と大きく返事して、おばさんに会釈して一歩後ろに引っ込んだ。

 それでおばさんは気が済んだのか、空気を読んだのか、コーヒーを持って席へ戻っていった。

 衣都はおばさんの話を切り上げるために、わざと日名子に用事があるような素振りで声を掛けたのだ。

「ありがと」

 日名子は衣都にこっそり言って目配せすると、衣都は黙って笑顔で目配せを返した。

 ピークが去ったと確信したころ、先に休憩に行っていた早番の二人が戻ってきた。

「ほら、行っていいぞ」

 カップを片手に日名子は時原に休憩のゴーサインを出した。

「よっしゃ。じゃ、行ってきます」

 時原はそそくさとカウンターから出ていった。

 ピークが去ったとはいえ、暇になったわけではなかった。客は入れ替わり立ち替わり来るし、テイクアウトが増えて、一人が複数買っていくパターンになってきた。

 カウンターは五人でも少ないぐらいだった。皆、必死で迅速な対応を心がけた。汗が流れても、拭く間を惜しんでコーヒーを淹れた。

 あっという間に数十分が過ぎて、時原が戻ってきた。

「入りまーす」

 少し乗りは軽いが、彼なりに頑張っているようだった。

 衣都は、接客の切れ目に蒔絵が休憩に行けるように持っていった。

「蒔絵ちゃん、休憩行ってらっしゃい」

「衣都ちゃんたちは?」

 蒔絵は驚いたような顔をしている。

「気にしないで。後から順番に行くから」

と言って、蒔絵の背中を押した。

「ごめんね、ありがとう」

 蒔絵は申し訳なさそうに両手を胸の前でそわそわと動かして、そっとカウンターから抜けた。
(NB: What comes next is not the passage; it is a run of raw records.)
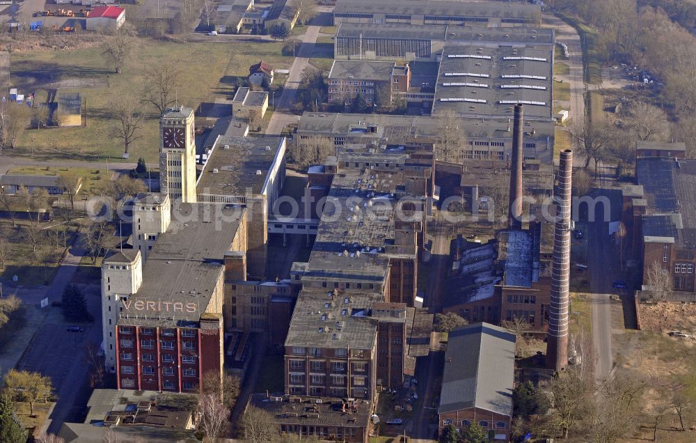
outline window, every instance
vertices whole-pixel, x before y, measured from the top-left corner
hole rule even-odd
[[[303,367],[302,360],[290,360],[290,370],[301,370]]]
[[[293,384],[301,384],[304,377],[299,374],[290,374],[290,383]]]
[[[174,349],[174,342],[171,340],[162,340],[162,349]]]

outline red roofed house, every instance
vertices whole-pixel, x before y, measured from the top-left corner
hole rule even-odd
[[[273,84],[273,67],[262,60],[249,68],[249,83],[262,86]]]
[[[87,16],[88,31],[116,31],[125,23],[126,10],[118,6],[97,6]]]

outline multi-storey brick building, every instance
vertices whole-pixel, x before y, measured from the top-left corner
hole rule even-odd
[[[515,336],[488,323],[450,333],[438,428],[464,430],[477,423],[496,440],[509,441],[514,388]]]
[[[226,254],[246,251],[246,210],[182,203],[172,219],[144,265],[135,251],[102,266],[106,365],[119,389],[192,391],[206,373],[222,376]]]

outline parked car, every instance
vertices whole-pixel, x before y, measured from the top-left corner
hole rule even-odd
[[[682,337],[684,339],[690,336],[688,334],[684,334],[683,332],[679,332],[678,331],[672,331],[672,332],[667,334],[667,335],[670,337]]]
[[[628,285],[626,284],[626,282],[623,280],[614,280],[612,286],[615,289],[626,289],[628,287]]]

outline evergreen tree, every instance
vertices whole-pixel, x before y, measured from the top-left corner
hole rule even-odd
[[[87,311],[84,293],[75,285],[68,285],[61,297],[63,316],[70,321],[91,321],[92,316]]]
[[[138,166],[135,167],[135,171],[139,174],[148,172],[148,165],[145,164],[145,159],[142,157],[138,159]]]
[[[457,443],[459,440],[459,433],[453,424],[448,424],[442,430],[440,443]]]
[[[358,91],[355,100],[353,100],[353,105],[351,110],[355,114],[361,114],[365,112],[365,109],[367,107],[367,102],[365,100],[365,95],[363,95],[362,91]]]
[[[10,396],[6,394],[0,394],[0,442],[26,442],[26,430],[15,414],[15,405]]]

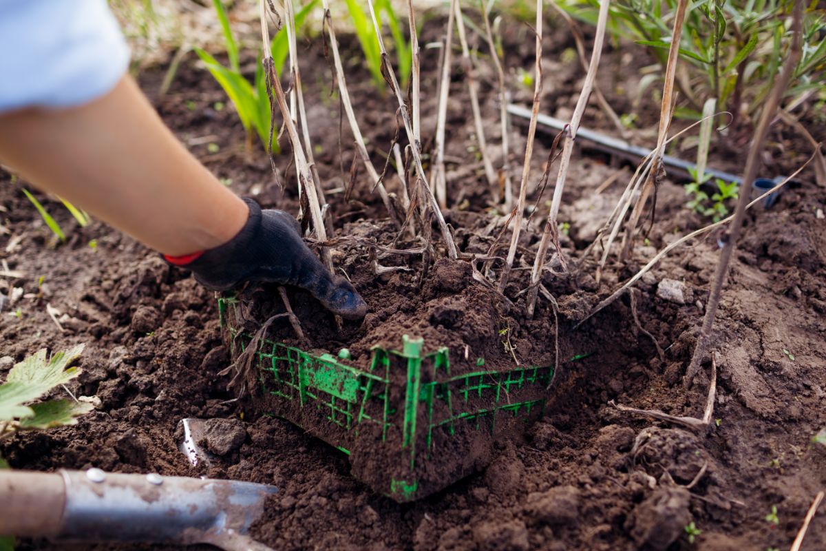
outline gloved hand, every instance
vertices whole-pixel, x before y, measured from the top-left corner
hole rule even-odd
[[[360,320],[367,304],[345,278],[334,278],[304,244],[301,227],[292,216],[274,209],[262,211],[245,198],[249,218],[228,243],[209,250],[164,259],[192,270],[195,279],[214,291],[227,291],[244,282],[295,285],[309,291],[334,314]]]

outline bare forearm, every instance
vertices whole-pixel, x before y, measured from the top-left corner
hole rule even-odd
[[[129,77],[79,107],[0,116],[0,161],[166,254],[222,245],[248,216]]]

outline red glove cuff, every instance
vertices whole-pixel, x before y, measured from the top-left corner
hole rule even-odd
[[[189,254],[183,254],[183,256],[170,256],[169,254],[164,254],[164,259],[169,262],[170,264],[175,264],[176,266],[186,266],[190,262],[197,260],[204,254],[204,251],[199,250],[197,253],[191,253]]]

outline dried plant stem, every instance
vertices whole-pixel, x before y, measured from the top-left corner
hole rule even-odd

 五人体制になると、だいぶ余裕をもって対応できるようになった。衣都と日名子だけではなく他のメンバーも落ち着いてきて、間違いなく飲み物を作れるようになった。

 その状況を充分把握して、日名子は衣都に、

「抜けていいよ」

と言って、パンケーキ用の皿を置いた。

 衣都はパンケーキの焼き具合を確かめながら、

「あたしは上がりが早いからいいよ。日名は最後までだから今のうち行った方がいいかもよ?」

と、時計を視線で指した。

「じゃあ、水分補給だけでもしてきなよ。衣都に倒れられたらあたしが困る」

 日名子は冗談ぽく大げさに言って、衣都の背中を叩いた。

 そう言われると、衣都は安心して休憩をとることができた。日名子の言葉はいつも力強いのだ。

 黙ってうなずき、きれいに焼き上がったパンケーキを皿に移すと、それを日名子が手に持ち、

「お待たせいたしました」

と、カウンター越しに客に渡した。

 その隙に衣都は隅の扉から裏へ回った。

 従業員用の部屋は小さく、数人が座るといっぱいになる。そこには先に休憩をとっていた蒔絵がいた。衣都は水筒だけを持って蒔絵の隣に座った。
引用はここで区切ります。